Bulgarians and their tomatoes: It’s a connection no one can deny. It shows that the average consumption of fresh tomatoes in Bulgaria stands at around 20 kilos a year per person, a high number also supported by the substantial state funding tomato farmers receive. And yet, the prized Bulgarian tomato is harder to find in its homeland, not to mention abroad.
From top exporter to waning production
A quick glance through the 1960s and 1970s shows that Bulgaria was among the top exporters of tomatoes, ranking at times even first, naturally due to exports to countries behind the Iron Curtain, believed to have reached some 400-500,000 tons a year. At that time, Bulgarians, enjoying juicy tomatoes on everything from a salad to elaborate dish to tomato jam, couldn’t even imagine that one day they’d be filling up their shopping bags with rather bland tasting tomatoes coming from the Netherlands, Spain, Mexico, and Morocco.
Figures from the Bulgarian Ministry of Agriculture show that current tomato production in Bulgaria is nine times smaller than at the height achieved in the 1960s and 1970s, with exports almost disappearing. According to the Ministry of Agriculture, Bulgarian farmers grow around 120-150,000 tons of tomatoes a year. This production falls short of meeting domestic demand, so a further 80-90,000 tons are imported per year. A small part of domestic production is marketed abroad, around 10-15,000 tons, mainly premium products.
Among the reasons for the sorry state of Bulgarian tomato production are inefficient organization of producers, low productivity, and, above all, a shortage of labor. The cost of production itself is high, farmers say, and there are also difficulties relating to irrigation. Rural depopulation is emerging as a very serious problem, both for tomato growing and for all other agricultural production.
Is democracy to blame?
Those airing grievances about the way Bulgaria has been developing after the fall of the Iron Curtain would also add, not meant as irony: “Democracy took away our tomatoes too.” Not so fast. They do not take account of the real facts – especially climate change – where high summer temperatures, periods of drought, and pests affect tomato production, especially those grown not in greenhouses but outdoors.
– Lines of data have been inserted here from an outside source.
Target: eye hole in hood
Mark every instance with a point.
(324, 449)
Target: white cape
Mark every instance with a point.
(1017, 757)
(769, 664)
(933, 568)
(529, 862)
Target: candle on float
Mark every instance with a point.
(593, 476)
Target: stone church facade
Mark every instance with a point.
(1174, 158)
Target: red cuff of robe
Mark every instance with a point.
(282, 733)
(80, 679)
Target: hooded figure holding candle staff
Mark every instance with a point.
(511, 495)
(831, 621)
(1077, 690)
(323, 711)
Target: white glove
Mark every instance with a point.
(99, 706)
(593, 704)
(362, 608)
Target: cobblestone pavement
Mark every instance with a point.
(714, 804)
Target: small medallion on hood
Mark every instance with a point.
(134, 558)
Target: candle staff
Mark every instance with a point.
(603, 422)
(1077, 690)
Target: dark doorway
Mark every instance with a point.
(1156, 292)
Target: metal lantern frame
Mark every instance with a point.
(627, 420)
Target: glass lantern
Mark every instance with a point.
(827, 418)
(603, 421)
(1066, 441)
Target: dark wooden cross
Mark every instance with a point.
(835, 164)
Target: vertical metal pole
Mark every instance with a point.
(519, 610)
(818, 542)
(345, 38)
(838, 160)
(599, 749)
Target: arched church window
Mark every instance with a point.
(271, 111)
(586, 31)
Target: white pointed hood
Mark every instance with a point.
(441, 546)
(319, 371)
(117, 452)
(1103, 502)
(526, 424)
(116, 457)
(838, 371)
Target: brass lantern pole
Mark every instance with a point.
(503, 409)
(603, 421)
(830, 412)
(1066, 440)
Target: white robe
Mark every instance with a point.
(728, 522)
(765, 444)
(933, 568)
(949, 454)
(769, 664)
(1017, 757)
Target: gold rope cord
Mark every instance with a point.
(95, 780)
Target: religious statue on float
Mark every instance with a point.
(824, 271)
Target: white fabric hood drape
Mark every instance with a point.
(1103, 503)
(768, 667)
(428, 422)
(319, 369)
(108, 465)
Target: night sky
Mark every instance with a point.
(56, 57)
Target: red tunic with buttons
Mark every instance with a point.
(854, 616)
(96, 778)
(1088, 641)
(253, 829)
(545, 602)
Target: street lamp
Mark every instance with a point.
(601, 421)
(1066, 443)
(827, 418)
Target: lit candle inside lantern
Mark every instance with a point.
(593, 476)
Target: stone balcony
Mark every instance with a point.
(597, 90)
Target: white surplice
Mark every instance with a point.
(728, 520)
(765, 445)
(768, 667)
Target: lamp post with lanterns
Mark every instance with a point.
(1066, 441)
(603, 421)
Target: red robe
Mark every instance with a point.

These factors are expected to continue to have an impact in the future.
In August, Shumen-based seamstress Raina Georgieva was busy attending to her clients’ needs, not handing out hemmed garments but bags of her homegrown tomatoes. For many Bulgarians determined to find real Bulgarian tomatoes, word of mouth or trusted sellers at farmers’ markets is one way to do it. For Ms. Georgieva, this was hardly a business transaction: She was happy to send home some of her best clients with a bag of tomatoes “tasting like before.”
Grown predominantly in the south of Bulgaria, good old tomatoes can still be found with some dedication applied. But in comparison to other EU countries, Bulgaria is among the smallest tomato producers. It is hardly a surprise that the tomato crown in Europe goes to Italy, which produces some six million tons of tomatoes annually. As for grumpy shoppers in Bulgaria, in the winter months, they have some tough choices to make: watery tomatoes imported from Turkey and Greece or sweeter but pricier cherry tomatoes from Germany and the Netherlands. But if it’s any consolation, data from Europe shows that tomato production is falling across the continent – around 3% in 2022 – with Morocco and Turkey stepping up to fill the void.
A disappearing market
“Unfortunately, domestically produced tomatoes are disappearing from the market,” Stanislav Yordanov, a tomato grower in the town of Veliki Preslav in northeastern Bulgaria, tells 3Seas Europe. “The Bulgarian tomato has a more tender construction, with excellent taste qualities. It simply melts in the mouth. The imported varieties, on the other hand, are hard-shelled and last longer displayed in the shop. In short, they are more resistant. They do not rot, which is the only reason for the breakthrough in recent years of resistant varieties of tomatoes. Resellers, be it someone on the market or a major grocery store chain, prefer to sell tomatoes that do not spoil. Whereas the Bulgarian tomato is perishable, unlike the varieties imported from abroad.”
While the Bulgarian tomatoes might be harder to find, the brand is still going strong. The proof? “Unscrupulous sellers dare to present foreign vegetables as Bulgarian,” Yordanov adds. “This is not right.”